Model robustness and performance
Calibration plots at year 1, 3, 5 for the OS and DFS models are displayed in Fig. 2. Via a bootstrap resampling method, agreement between the predicted and observed survival was tested every 100 samples, and the plots showed good consistency with no obvious sign of overfitting. Further, C-index values were calculated for OS and DFS models, and they both suggested good performance (C-index = 0.748 for the OS model and C-index = 0.732 for the DFS model).
To investigate the different performances of proposed landmark-based model and conventional Cox model, the prediction ability of the models was assessed using ROC curves, as shown in Fig. 3. Regarding OS prediction, the area under the curve (AUC) was 0.683 and 0.714 at baseline (Cox model) and after 1-year (landmark-based model) respectively, demonstrating a correct recognition rate of 68.3% and 71.4% for the event of death respectively. These results suggest that the landmark-based model exhibited higher prediction ability than conventional Cox model as the follow-up time increased. Similarly, the landmark-based model (AUC = 0.710) outperformed conventional Cox model (AUC = 0.660) as well.

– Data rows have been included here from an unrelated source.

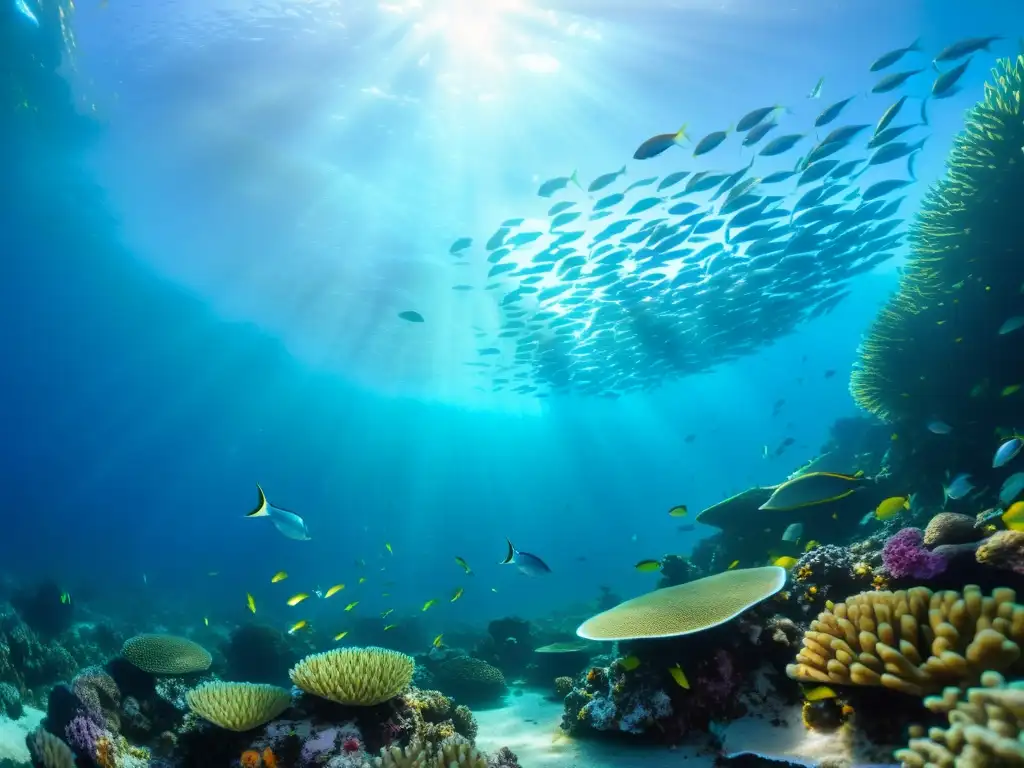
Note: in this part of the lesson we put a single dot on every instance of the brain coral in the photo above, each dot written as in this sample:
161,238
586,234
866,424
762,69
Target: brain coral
361,677
238,707
687,608
913,641
166,654
986,728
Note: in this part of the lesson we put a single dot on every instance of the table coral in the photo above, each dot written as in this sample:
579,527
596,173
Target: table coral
915,642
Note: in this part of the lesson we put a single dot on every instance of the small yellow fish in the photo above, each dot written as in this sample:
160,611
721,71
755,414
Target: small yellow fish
1013,518
679,676
892,507
819,692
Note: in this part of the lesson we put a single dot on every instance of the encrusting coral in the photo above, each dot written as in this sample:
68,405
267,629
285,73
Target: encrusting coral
238,707
912,641
166,654
985,728
361,677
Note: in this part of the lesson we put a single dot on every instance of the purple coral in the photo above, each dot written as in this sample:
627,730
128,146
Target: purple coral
904,556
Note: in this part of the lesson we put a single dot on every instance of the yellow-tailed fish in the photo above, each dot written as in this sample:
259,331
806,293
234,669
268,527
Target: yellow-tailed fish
679,676
819,692
891,507
1013,518
630,663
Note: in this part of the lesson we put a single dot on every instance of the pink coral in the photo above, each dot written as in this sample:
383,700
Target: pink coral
904,556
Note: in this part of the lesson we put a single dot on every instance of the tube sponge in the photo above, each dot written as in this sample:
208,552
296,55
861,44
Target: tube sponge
915,642
360,677
985,728
238,707
166,654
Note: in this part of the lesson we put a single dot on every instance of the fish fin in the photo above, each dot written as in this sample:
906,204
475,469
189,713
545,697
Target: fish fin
510,556
260,510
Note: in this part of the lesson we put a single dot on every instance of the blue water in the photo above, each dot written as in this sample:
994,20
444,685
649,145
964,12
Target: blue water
203,294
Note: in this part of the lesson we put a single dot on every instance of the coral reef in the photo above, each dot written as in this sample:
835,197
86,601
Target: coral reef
914,642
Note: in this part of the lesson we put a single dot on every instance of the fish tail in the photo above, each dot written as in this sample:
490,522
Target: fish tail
510,556
260,510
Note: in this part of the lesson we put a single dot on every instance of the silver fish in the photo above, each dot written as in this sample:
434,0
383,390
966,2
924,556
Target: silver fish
288,523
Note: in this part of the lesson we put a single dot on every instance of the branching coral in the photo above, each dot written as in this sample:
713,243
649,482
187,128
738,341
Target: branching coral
915,642
986,728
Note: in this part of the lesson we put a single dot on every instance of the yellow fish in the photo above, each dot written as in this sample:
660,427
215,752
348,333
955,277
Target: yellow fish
892,507
1014,516
679,676
630,663
819,692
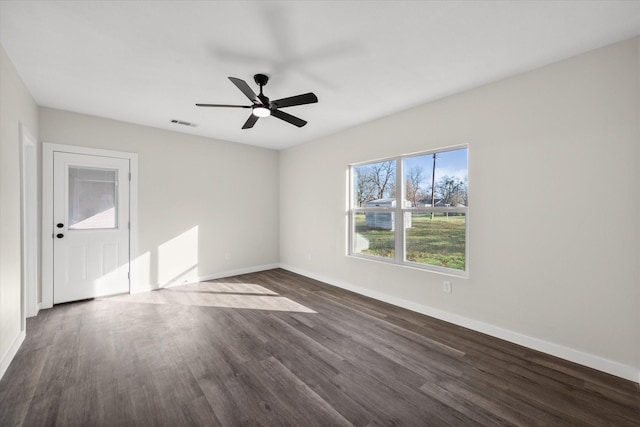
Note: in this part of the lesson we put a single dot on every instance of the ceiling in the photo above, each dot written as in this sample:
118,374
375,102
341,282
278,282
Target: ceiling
149,62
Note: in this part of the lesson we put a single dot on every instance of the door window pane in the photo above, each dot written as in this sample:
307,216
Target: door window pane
92,198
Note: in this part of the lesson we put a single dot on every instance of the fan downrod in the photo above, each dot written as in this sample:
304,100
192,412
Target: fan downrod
261,79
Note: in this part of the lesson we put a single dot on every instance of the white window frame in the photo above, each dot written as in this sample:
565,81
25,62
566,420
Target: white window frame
400,211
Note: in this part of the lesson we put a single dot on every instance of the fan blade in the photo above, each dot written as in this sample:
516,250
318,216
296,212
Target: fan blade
307,98
244,87
224,105
288,118
250,122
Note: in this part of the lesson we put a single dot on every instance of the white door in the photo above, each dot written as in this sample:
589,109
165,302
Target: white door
90,226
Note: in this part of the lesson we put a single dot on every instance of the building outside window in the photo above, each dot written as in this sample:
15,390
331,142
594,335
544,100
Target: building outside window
412,210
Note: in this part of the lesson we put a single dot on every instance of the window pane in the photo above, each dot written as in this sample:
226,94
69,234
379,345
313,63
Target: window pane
374,235
436,240
373,181
92,198
446,187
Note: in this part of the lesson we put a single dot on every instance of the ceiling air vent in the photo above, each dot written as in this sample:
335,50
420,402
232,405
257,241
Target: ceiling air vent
183,123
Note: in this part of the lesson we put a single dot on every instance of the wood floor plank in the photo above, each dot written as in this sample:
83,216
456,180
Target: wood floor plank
277,349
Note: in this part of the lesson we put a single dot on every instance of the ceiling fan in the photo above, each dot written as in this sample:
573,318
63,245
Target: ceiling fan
262,107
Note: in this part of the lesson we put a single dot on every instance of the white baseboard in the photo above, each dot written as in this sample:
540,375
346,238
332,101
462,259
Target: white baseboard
572,355
238,272
8,357
218,275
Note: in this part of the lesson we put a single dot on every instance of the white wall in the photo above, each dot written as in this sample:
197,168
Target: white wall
554,208
16,106
206,208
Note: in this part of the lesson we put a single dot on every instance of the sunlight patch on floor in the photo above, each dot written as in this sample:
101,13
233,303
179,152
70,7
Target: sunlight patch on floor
217,294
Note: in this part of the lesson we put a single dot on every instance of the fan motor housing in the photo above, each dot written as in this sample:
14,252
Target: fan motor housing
261,79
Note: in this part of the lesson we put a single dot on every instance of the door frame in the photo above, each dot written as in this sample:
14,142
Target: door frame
29,225
47,211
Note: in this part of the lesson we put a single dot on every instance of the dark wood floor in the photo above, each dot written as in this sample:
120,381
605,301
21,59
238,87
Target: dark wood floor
275,348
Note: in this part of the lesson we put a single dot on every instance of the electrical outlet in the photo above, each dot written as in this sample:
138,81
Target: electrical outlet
446,286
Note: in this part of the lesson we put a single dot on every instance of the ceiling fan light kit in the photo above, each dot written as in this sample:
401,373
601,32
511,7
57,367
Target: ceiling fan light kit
263,107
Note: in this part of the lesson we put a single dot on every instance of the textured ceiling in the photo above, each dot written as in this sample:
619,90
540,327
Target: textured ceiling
149,62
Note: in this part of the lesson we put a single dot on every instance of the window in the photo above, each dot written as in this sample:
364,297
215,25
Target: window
412,210
92,198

Prediction workflow instances
From the proposed models above, OS and DFS predictions of individual patients could be conducted with ease. Given all the necessary variables for OS or DFS models, survival probabilities at any time could be estimated. For example, a 36-year-old man had an HCC lesion sized 10 centimeters which was well differentiated and staged 1. He also had HBV and MVI were present, but lymph node metastasis, tumor edge, liver capsule invasion and satellite lesions were not present. Laboratory tests showed his AFP was 1211 and AST was 74 (U).
Via the current models, his 3-year OS at baseline was estimated as 14.4% (95% CI, 5.4%-38.5%) and his 3-year OS estimation after 1 year increased to 49.1% (95% CI, 40.4%-59.7%). Similarly, his 3-year DFS estimation at baseline was 10.9% (95% CI, 6.7%-17.7%), and his 3-year DFS estimation after 1 year increased to 53.6% (95% CI, 33.7%-85.1%) (Fig. 4).